14.3 Deviations, alterations and/or additions to this Agreement shall only be valid and binding to the extent that they have been accepted in writing by both Parties.
14.4 This Agreement and the corresponding rights and obligations that exist in respect of the Parties, cannot be transferred, directly or indirectly, without the prior written consent of the other Party.
14.5 (Repeatedly) non-enforcement by a Party or by both Parties of any right or provision of this Agreement, can only be regarded as a toleration of a certain state, and does not lead to forfeiture.
14.6 This Agreement does not constitute a tacit waiver of rights. Except where explicitly provided for in this Agreement, a waiver of rights by either Party, or the circumstance that a Party does not submit a claim for an attributable failure to perform any provisions in this Agreement, does not constitute a waiver of rights concerning a subsequent attributable failure or would not otherwise affect the legal force of that provision. A Party cannot be deemed to have waived a right or claim pursuant to this Agreement, or concerning a breach of contract by the other Party, unless they expressly waive this right and notify the other Party in writing.
14.7 If one or more provisions of this Agreement are found to be invalid, illegal or unenforceable, in whole or in part, the remainder of that provision and of this Agreement shall remain in full force and effect as if such invalid, illegal or unenforceable provision had never been contained herein. Moreover, in such event, Parties shall negotiate to replace the invalid provision by an equivalent provision in accordance with the spirit of this Agreement. If Parties do not reach an agreement, then the competent court may mitigate the invalid provision to what is (legally) permitted.
14.8 This Agreement is governed by and must be interpreted according to Belgian law. Only courts of the judicial district of Ghent have the jurisdiction to hear disputes. Parties will initially aim to reach an amicable solution concerning disputes between Parties.

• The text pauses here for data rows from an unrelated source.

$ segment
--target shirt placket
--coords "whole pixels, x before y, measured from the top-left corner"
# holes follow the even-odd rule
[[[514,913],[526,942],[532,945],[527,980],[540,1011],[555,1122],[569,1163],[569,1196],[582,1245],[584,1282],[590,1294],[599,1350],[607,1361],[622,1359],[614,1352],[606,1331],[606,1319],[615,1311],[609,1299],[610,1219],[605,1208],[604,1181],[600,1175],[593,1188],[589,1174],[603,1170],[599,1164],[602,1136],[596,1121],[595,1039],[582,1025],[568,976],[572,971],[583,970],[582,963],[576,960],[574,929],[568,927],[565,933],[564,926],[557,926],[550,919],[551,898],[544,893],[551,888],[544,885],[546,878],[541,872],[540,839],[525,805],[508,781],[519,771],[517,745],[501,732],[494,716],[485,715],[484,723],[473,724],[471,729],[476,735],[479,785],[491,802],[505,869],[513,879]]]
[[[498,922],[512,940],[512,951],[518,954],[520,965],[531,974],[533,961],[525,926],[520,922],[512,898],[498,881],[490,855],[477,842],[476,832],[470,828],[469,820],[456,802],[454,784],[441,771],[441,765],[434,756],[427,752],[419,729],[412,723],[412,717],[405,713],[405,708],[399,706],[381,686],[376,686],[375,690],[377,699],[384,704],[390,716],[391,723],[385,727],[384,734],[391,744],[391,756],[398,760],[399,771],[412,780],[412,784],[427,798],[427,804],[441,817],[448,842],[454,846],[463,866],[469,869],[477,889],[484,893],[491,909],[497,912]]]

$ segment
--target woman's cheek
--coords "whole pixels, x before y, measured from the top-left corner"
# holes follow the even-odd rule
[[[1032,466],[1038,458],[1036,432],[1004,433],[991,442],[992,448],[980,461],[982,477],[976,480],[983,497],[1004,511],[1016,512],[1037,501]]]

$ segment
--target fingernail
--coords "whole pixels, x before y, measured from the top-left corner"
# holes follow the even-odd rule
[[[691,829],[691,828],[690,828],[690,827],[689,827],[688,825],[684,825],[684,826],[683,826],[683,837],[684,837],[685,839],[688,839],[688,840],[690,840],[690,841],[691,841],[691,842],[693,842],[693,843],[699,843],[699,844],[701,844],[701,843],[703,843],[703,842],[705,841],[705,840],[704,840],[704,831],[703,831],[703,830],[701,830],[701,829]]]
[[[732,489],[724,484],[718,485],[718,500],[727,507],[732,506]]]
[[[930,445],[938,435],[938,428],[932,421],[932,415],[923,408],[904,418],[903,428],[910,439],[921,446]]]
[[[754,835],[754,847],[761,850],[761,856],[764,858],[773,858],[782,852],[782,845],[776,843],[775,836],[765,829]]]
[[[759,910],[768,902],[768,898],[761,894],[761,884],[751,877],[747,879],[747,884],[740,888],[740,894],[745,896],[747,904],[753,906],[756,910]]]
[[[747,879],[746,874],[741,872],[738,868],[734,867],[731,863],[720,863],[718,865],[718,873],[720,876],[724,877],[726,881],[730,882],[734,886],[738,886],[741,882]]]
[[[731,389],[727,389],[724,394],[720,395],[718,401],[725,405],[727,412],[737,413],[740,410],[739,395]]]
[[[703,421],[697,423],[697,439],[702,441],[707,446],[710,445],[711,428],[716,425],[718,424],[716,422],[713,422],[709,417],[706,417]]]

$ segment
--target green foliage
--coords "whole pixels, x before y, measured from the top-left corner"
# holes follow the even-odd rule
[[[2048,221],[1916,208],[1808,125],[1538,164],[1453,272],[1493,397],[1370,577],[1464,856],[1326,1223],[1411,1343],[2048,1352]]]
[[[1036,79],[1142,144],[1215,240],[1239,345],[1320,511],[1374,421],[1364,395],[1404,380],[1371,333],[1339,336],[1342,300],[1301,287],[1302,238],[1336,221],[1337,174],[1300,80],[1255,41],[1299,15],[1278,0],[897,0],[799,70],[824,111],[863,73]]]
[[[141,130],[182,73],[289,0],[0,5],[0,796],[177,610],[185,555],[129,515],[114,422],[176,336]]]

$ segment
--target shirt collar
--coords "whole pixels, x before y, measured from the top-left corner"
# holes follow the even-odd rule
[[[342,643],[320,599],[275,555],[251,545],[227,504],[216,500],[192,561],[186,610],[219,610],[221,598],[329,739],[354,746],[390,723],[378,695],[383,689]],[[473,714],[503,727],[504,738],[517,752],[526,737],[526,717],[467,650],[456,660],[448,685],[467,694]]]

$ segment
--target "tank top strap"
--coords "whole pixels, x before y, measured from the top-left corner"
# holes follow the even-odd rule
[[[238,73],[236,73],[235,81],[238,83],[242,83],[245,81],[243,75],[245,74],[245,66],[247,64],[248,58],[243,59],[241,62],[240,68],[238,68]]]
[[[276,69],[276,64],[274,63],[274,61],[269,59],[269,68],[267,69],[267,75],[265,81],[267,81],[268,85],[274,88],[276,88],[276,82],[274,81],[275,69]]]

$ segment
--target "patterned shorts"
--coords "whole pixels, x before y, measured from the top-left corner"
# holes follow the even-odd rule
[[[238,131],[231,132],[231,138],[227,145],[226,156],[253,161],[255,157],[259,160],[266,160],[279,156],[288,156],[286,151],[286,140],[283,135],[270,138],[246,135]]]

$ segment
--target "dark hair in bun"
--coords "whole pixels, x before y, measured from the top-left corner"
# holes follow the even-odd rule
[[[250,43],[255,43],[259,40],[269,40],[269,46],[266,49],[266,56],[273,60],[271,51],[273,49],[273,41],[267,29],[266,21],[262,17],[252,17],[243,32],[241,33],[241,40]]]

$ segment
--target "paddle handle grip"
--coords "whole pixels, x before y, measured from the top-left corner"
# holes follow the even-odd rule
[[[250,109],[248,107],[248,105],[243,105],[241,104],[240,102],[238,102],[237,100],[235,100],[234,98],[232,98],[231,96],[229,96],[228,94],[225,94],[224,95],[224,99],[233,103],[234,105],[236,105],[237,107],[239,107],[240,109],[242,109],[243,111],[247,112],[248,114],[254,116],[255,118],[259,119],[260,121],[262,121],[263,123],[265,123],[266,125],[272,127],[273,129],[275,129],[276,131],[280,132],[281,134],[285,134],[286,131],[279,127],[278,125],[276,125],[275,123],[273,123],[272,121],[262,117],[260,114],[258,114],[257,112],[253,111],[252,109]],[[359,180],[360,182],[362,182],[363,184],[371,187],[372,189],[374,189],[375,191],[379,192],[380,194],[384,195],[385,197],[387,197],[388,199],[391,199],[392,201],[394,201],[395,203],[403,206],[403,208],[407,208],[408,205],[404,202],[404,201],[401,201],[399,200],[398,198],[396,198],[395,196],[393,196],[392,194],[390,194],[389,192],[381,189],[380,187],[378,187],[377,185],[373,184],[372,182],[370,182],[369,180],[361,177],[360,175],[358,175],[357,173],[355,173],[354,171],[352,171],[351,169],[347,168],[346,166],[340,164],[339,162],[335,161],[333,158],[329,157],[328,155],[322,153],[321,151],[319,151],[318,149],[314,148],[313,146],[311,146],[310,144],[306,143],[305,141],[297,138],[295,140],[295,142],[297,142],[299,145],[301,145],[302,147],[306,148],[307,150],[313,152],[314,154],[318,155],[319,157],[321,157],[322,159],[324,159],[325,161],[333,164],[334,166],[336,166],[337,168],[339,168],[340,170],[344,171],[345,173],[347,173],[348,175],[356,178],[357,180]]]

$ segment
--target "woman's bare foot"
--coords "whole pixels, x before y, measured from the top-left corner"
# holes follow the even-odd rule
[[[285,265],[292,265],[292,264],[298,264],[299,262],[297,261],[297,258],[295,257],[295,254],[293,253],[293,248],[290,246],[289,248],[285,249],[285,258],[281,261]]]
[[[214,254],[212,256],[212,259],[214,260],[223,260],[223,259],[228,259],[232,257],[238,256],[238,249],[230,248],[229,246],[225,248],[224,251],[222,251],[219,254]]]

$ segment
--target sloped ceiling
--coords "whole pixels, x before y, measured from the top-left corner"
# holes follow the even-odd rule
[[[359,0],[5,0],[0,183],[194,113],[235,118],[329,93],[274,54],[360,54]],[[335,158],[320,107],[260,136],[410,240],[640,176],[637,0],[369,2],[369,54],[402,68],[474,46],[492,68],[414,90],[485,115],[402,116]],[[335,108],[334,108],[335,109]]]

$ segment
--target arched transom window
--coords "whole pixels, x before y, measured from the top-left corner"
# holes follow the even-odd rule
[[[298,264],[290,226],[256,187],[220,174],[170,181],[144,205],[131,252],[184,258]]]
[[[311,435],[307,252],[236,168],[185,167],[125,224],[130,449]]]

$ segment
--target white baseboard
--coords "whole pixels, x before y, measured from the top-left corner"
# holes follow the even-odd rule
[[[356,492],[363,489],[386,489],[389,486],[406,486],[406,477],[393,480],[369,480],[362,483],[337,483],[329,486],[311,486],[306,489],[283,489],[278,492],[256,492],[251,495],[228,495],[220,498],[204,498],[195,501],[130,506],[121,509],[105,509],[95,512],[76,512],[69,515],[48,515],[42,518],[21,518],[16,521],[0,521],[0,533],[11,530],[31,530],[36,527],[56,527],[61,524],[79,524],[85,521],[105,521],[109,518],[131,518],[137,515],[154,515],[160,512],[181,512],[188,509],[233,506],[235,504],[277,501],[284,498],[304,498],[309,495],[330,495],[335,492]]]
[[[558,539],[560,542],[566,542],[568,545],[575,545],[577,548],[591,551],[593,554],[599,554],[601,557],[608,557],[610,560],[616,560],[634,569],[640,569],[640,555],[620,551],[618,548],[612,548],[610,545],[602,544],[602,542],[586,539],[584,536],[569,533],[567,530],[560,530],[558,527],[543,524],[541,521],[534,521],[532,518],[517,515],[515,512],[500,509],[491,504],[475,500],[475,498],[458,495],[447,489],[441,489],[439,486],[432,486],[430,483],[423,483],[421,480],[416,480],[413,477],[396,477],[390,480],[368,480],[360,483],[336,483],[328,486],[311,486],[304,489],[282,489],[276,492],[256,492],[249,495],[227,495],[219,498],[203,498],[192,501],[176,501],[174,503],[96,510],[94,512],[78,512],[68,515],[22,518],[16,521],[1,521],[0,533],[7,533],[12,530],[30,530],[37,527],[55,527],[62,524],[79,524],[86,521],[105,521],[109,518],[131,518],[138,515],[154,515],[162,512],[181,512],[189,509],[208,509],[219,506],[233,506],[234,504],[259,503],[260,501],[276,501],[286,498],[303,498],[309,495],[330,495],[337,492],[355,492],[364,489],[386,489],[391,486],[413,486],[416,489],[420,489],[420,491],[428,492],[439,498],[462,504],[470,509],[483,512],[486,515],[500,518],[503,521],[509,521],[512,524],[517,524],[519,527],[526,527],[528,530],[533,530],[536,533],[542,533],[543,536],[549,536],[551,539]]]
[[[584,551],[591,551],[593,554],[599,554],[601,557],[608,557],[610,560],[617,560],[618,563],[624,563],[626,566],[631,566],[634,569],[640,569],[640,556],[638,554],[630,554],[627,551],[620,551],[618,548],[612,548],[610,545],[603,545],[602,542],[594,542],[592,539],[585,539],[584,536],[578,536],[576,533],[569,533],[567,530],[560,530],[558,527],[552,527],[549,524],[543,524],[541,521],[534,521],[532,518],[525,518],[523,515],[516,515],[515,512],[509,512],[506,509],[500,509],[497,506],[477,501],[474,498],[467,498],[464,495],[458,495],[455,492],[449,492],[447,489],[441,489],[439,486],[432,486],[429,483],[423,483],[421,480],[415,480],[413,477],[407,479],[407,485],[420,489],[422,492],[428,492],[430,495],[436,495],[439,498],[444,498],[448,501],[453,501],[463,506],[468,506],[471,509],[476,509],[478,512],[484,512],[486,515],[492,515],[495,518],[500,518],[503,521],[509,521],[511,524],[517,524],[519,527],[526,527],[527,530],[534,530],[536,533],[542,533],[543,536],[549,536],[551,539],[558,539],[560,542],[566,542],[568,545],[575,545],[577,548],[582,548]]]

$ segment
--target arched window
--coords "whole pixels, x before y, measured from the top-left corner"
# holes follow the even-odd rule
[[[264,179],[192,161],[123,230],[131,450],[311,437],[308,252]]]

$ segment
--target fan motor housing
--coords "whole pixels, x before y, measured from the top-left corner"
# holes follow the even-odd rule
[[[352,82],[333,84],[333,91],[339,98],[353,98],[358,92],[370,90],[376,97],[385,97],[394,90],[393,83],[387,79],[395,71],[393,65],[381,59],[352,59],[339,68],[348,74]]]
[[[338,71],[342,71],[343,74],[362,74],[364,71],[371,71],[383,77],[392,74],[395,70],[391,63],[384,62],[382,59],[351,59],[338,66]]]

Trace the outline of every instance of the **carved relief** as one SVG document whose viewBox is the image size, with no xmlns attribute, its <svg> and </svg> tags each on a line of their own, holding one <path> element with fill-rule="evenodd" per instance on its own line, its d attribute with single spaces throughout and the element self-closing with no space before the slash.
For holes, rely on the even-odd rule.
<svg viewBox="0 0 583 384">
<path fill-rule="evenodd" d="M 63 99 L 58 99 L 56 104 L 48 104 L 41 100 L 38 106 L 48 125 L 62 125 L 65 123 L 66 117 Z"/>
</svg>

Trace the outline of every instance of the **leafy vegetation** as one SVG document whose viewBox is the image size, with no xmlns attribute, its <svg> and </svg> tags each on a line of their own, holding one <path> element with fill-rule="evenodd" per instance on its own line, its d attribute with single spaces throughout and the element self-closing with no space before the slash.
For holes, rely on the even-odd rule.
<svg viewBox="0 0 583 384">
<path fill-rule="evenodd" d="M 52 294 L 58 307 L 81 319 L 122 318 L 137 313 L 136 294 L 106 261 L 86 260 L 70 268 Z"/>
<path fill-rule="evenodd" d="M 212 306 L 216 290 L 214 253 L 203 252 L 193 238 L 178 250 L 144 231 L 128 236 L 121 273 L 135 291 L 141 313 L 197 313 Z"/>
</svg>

ANNEX I: PROCESSING OF PERSONAL DATA
i) The Customer Processes Personal Data from its clients via software and integrations developed by Bakeronline as Controller for the following purposes:
- Processing orders from the clients to the Customer;
- Answering to requests from the clients to the Customer;
- Marketing from the Customer to its clients.
ii) Within this context the Parties Process the following Personal Data:
- First and last name;
- Address (invoice and/or delivery address) if applicable;
- Email address;
- Phone number;
- Consumption habits (order time, content, type, origin, client, payment method, amount);
- Electronical identification data (IP address, cookies, …);
- Electronical localisation data (GPS if applicable);
- Financial identification data (bank account holder, cart number, bank account, payment method);
- Other Personal Data depending on the free fields added by the Data Subject and/or Customer.
iii) The categories of Data Subjects whose Personal Data shall be Processed within this context are the Customer’s clients. The Customer declares and warrants that the Data Subjects, whose Personal Data are supplied to Bakeronline by the Customer or by a third party, at the Customer's request, have given their unambiguous and express permission with regard to the Processing, which is part of the Services, or that the Customer may invoke any of the conditions in the GDPR based on which such permission is not required. The Customer declares that Bakeronline's planned Processing of Personal Data is not unlawful and does not violate the rights of third parties.
iv) Bakeronline shall retain the Personal Data as long as the Assignment and/or the Main Agreement is ongoing without prejudice to the measures related to Personal Data storage and anonymization as stated in the Main Agreement.
Finally, upon termination of the Assignment and/or the Main Agreement, Bakeronline shall also be entitled to retain the anonymized Personal Data (or part thereof) for statistical and analytical reasons.